July 26, 2016
Cookies for breakfast? Dreams really do come true. Almonds, oats, and pecans bring filling fiber and energizing protein, while raw honey and tahini act as a binder, eliminating the need for oil. Grab one on your way out the door in the morning, or serve with ice-cold milk for a hearty after-school snack.
Yield: about 24 cookies
Active Time: 10 minutes
Total Time: 20 minutes
3 cups rolled oats
1 1/2 cups almonds
2 1/2 cups coconut chips
1 cup pecans, plus extra for topping
3/4 cup tahini
1 tablespoon vanilla extract
1 tablespoon ground cinnamon
1 cup raw honey
Preheat oven to 350 degrees and line two baking sheets with parchment paper.
Stir oats, almonds, coconut chips, and pecans together in a large mixing bowl, then transfer 4 cups of mixture to a food processor fitted with the blade attachment.

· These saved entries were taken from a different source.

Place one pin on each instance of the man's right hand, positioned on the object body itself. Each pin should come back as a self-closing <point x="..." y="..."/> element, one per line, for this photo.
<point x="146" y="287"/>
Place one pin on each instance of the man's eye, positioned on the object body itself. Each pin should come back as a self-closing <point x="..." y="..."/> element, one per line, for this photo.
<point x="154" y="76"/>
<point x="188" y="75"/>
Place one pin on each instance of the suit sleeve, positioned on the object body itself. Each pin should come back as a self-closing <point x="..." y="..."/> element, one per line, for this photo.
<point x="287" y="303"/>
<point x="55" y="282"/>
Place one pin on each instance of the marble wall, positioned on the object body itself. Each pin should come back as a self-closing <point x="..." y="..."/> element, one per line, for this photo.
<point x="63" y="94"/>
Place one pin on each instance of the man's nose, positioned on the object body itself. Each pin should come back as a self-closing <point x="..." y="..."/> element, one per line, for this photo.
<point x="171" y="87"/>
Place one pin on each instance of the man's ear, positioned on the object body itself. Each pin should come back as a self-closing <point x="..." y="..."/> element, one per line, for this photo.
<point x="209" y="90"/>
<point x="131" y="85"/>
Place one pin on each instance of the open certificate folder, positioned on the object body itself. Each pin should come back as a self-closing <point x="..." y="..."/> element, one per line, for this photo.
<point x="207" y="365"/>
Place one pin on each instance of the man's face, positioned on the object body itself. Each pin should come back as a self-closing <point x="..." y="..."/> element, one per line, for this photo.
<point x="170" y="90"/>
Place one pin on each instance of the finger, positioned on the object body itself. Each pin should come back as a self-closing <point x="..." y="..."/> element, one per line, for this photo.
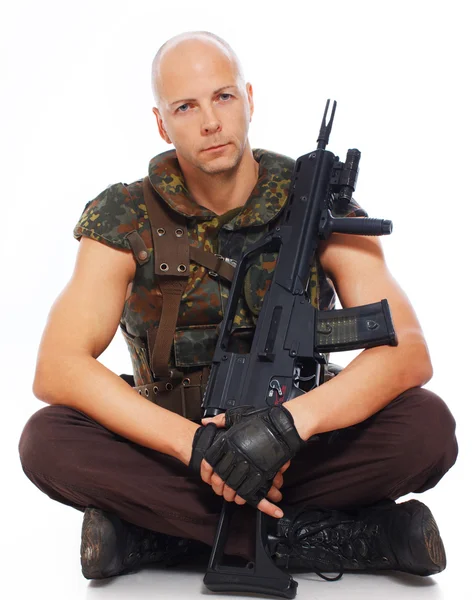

Add tahini and process until roughly chopped. Return to bowl with the rest of the mixture, then add salt, vanilla, cinnamon, and honey and combine thoroughly. Compact mixture into 1 1/2-inch disks with your hands and place on prepared baking sheets. Place a pecan in the center of each cookie and bake in oven 20 minutes, or until golden.
Let cool on baking sheet. Store in an airtight container for up to 1 month.